A 2007 review paper looked at this apparent “butyrate paradox,” (PDF) finding that “time at which the colorectal lesions (early vs. late stage) are exposed to fiber/butyrate are all factors that may influence the protective role of fiber against CRC.” A few of their other findings:
  • In early adenomas/polyps/benign colonic tumors, butyrate is highly protective, inhibiting growth and development into carcinomas.
  • Chronic, low levels of butyrate exposure might be inadequate for protection and actually select for cancer cells that are resistant to the inhibitory effects of butyrate. Thus, if early adenomas are exposed to low butyrate levels, they can become butyrate-resistant (malignant) carcinomas if allowed to progress. “Go big or go home.”
  • Most human colon cancer lines are greatly inhibited by butyrate infusion, but some are far more resistant to its effects.
  • Butyrate/resistant starch is probably best at inhibiting the early stages of tumor development and less effective in later stages.
From my reading of the research, resistant starch (and the resultant butyrate) has an overall beneficial, preventive effect on colon cancer risk.
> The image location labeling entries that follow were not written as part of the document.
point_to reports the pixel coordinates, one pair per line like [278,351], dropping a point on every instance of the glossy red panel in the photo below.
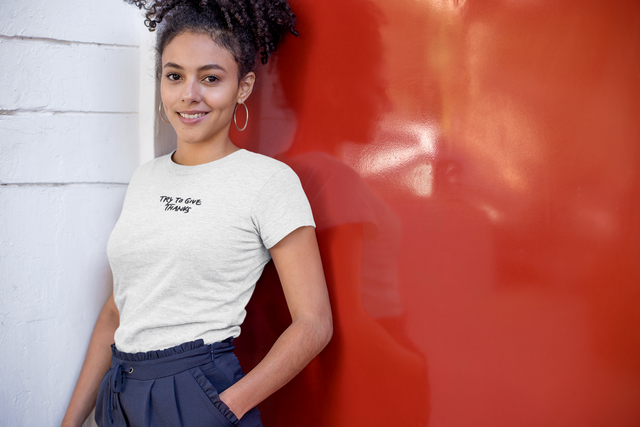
[474,171]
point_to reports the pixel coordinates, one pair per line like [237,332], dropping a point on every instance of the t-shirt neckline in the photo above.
[205,167]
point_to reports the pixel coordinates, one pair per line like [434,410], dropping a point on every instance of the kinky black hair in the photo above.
[244,27]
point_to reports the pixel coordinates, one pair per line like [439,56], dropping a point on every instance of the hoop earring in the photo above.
[234,116]
[160,111]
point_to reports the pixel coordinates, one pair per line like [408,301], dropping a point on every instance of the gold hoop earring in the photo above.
[234,116]
[160,111]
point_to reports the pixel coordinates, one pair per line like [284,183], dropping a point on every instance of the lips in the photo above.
[192,115]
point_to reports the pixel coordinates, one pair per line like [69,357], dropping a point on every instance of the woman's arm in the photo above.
[297,260]
[96,363]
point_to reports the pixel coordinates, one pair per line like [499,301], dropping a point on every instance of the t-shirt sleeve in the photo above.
[280,207]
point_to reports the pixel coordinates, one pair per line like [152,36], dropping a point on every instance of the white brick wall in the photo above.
[70,127]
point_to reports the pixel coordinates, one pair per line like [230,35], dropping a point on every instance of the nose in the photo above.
[191,92]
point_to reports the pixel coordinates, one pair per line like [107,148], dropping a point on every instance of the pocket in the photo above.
[102,404]
[214,398]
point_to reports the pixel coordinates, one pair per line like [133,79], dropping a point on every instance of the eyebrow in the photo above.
[203,68]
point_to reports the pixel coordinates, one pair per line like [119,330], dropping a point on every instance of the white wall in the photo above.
[72,130]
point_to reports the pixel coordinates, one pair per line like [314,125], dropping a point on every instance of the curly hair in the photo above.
[245,28]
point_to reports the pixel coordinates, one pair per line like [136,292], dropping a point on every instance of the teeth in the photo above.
[192,116]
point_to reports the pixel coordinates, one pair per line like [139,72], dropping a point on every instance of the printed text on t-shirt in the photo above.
[179,204]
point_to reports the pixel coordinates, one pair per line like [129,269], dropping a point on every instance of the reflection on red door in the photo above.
[474,171]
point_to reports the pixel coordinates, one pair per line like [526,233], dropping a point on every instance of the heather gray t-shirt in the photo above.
[192,241]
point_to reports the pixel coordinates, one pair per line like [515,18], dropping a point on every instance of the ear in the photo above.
[245,87]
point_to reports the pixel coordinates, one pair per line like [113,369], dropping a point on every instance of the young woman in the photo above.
[196,229]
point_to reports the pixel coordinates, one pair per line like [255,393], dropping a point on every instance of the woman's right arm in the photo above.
[96,363]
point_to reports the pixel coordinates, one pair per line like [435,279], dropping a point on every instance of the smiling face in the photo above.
[200,89]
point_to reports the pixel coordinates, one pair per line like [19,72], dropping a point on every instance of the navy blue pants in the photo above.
[178,386]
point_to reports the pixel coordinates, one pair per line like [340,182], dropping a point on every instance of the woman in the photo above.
[196,230]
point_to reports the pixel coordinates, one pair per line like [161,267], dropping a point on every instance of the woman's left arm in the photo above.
[297,260]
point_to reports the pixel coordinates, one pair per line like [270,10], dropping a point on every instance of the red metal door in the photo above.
[474,171]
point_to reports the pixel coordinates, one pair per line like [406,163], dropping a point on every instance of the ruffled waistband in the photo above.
[167,352]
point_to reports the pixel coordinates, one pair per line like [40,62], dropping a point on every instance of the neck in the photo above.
[192,154]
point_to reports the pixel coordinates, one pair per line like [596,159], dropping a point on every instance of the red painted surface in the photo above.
[474,170]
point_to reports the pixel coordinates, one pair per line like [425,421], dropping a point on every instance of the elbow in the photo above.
[325,331]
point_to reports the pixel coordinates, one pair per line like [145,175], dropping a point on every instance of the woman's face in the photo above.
[200,88]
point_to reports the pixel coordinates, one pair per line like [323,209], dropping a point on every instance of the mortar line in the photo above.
[66,42]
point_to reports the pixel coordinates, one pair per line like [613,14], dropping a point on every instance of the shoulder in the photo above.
[261,169]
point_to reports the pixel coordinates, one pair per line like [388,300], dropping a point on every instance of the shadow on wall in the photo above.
[334,95]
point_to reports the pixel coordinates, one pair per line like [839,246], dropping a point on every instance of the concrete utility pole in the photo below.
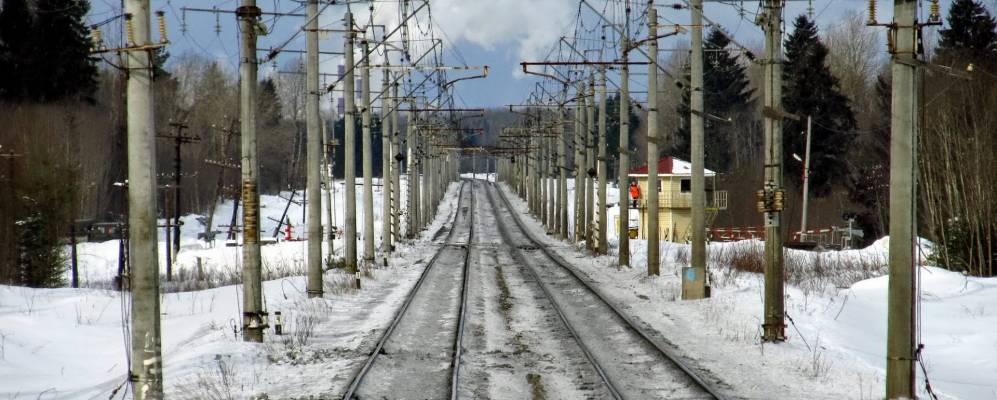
[315,151]
[580,165]
[550,175]
[653,262]
[774,326]
[900,343]
[368,163]
[412,222]
[146,375]
[806,179]
[543,158]
[396,176]
[386,173]
[694,276]
[624,164]
[563,168]
[252,305]
[349,151]
[590,130]
[601,245]
[427,163]
[327,181]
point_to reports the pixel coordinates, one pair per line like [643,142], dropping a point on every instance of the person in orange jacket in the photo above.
[634,194]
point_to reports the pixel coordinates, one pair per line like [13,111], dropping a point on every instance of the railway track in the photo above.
[629,361]
[414,342]
[420,354]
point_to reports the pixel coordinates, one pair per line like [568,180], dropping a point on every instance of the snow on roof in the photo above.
[670,166]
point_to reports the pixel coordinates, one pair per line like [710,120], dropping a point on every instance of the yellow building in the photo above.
[674,199]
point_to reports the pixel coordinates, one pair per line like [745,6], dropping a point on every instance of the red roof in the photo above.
[664,167]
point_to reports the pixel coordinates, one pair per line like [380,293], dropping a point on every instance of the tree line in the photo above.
[841,78]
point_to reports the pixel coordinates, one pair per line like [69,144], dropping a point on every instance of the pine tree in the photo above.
[613,129]
[970,34]
[869,185]
[268,104]
[811,89]
[62,67]
[16,49]
[726,95]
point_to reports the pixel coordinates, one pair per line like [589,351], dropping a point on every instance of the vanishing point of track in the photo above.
[463,214]
[695,382]
[638,351]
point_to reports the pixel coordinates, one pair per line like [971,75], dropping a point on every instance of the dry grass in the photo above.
[810,271]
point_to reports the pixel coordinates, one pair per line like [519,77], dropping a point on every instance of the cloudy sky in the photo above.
[497,33]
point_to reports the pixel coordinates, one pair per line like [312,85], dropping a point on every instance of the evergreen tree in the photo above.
[811,89]
[16,49]
[613,131]
[726,95]
[268,104]
[62,67]
[970,34]
[869,185]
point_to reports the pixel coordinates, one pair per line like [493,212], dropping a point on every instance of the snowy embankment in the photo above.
[70,343]
[837,308]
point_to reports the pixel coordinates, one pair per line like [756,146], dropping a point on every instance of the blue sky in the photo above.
[497,33]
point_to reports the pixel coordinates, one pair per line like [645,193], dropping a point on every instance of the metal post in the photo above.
[146,374]
[624,150]
[601,246]
[349,152]
[653,267]
[74,266]
[901,324]
[368,166]
[315,151]
[694,276]
[774,326]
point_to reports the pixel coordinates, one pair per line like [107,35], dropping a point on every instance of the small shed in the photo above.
[674,199]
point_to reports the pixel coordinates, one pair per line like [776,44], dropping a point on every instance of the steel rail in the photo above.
[713,391]
[462,310]
[378,348]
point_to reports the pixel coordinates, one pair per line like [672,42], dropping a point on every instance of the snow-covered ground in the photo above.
[98,262]
[69,343]
[836,345]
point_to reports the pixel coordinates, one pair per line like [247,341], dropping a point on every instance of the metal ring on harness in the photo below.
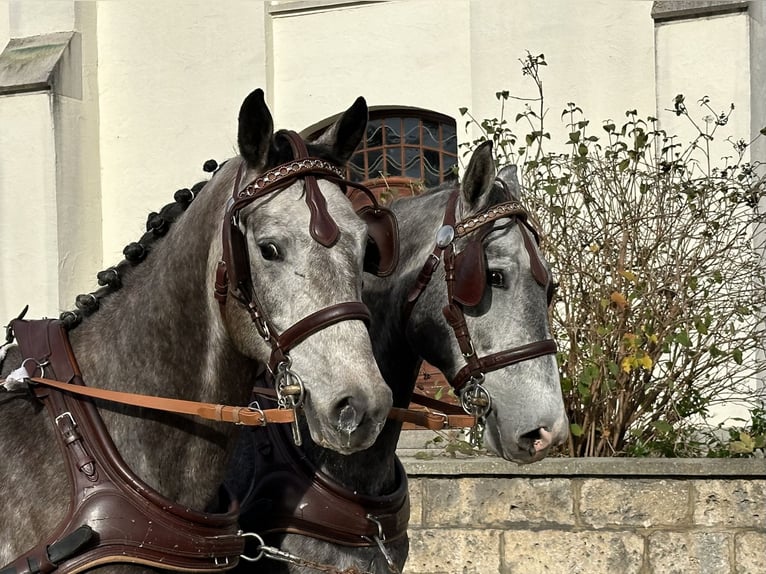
[261,544]
[39,365]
That relationship may change or become more complicated in advanced colon cancer, and the story may be entirely different for people carrying the MSH2 mutation from today’s highlighted study, but that remains to be seen. For now, I’m still incorporating RS into my diet.
If you’re worried, ask your doctor about getting an MSH2 status test. And review your family history of cancer. Was it colon? Was it a DNA repair mismatch-related case? Even if you do have the MSH2 mutation and a family history of Lynch Syndrome, don’t fear fermentable fibers, resistant starches, and butyrate. Your colonic cells run on butyrate. It’s their primary energy source. And all the other myriad benefits of prebiotics remain relevant. Besides, this is one study. It’s not proof or confirmation of anything. Not yet.